En abordant l’oeuvre instrumentale de Britten, le violoncelliste Jean-Guihen Queyras n’a pas d’autre état d’âme. Il s’insurge à l’idée qu’on puisse la considérer comme un répertoire purement expérimental : « C’est une très forte et très sincère exploration des méandres de l’âme humaine et des angoisses qui sont en nous. C’est parfois naïf mais jamais niais, il n’y a pas de faiblesse et c’est tellement sincère. Britten utilise le violoncelle comme un instrument introverti, solitaire pour accomplir une recherche. J’y vois le rapprochement avec certaines oeuvres baroques pour viole, une sorte de dialogue avec l’au-delà, ce qu’a montré le film Tous les matins du monde. La 3ème suite est très significative, c’est la plus libre. Elle se termine par une élégie, un hommage aux disparus très émouvant. La 2ème est très néoclassique mais elle va bien au-delà.
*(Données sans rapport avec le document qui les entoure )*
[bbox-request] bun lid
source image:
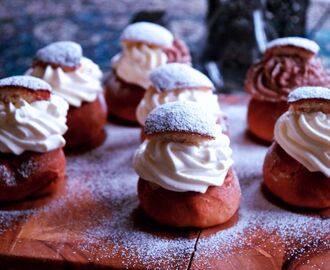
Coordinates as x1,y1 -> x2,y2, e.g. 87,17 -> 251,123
120,22 -> 174,48
149,63 -> 214,92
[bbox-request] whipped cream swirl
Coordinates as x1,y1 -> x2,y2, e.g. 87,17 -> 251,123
133,130 -> 233,193
136,88 -> 222,126
112,44 -> 167,89
0,95 -> 69,155
27,57 -> 103,107
275,110 -> 330,177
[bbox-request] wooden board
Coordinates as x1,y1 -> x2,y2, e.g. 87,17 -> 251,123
0,95 -> 330,270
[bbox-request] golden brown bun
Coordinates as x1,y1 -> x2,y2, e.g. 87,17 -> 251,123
140,115 -> 229,144
0,148 -> 66,201
247,98 -> 289,142
64,96 -> 107,149
290,99 -> 330,113
138,169 -> 241,228
263,142 -> 330,208
105,72 -> 145,123
0,76 -> 51,104
264,45 -> 315,58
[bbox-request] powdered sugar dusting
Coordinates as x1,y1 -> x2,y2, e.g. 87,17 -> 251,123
0,95 -> 330,269
150,63 -> 214,91
288,86 -> 330,103
0,76 -> 51,91
195,101 -> 330,268
144,101 -> 216,137
121,22 -> 174,48
34,41 -> 82,68
267,37 -> 320,54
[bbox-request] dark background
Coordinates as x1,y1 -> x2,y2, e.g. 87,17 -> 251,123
0,0 -> 330,90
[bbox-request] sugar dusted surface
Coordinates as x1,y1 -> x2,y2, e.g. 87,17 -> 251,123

On doit passer à travers la référence à Bach, même si l’on remarque les clins d’oeil çà et là. La construction est différente. C’est un voyage initiatique très personnel. J’ai évidemment aussi un faible pour les grandes oeuvres vocales de Britten. Je crois en sa musique qui n’est pas démodée. Je peux comprendre qu’à une certaine époque elle ait pu agacer certains. Sa force a finalement été de ne pas tenir compte des avancées du siècle. Elle ne tient pas compte de ses propres insuffisances. Britten a toujours voulu rejeter les conservatismes anglais (Elgar, Vaughan-Williams). Il a complètement assumé de ne pas être à l’avant-garde, il a ignoré la musique de mauvais goût de son temps pour se plonger dans la musique anglaise du passé. Il s’est créé son monde. Le rejoignait et le rejoint qui veut. » On hausse souvent les épaules en parlant de musique anglaise, de son incapacité à générer de grands auteurs. Quelqu’un a dit que Britten était un compositeur d’après-garde. C’est peut-être la meilleure façon de le présenter, en tout cas, sans arrière-pensée. Queyras et Bostridge montrent bien la pertinence de son parcours. Benjamin Britten : oeuvres vocales, Ian Bostridge, ténor, Britten Sinfonia, dir. Daniel Harding (EMI Classics).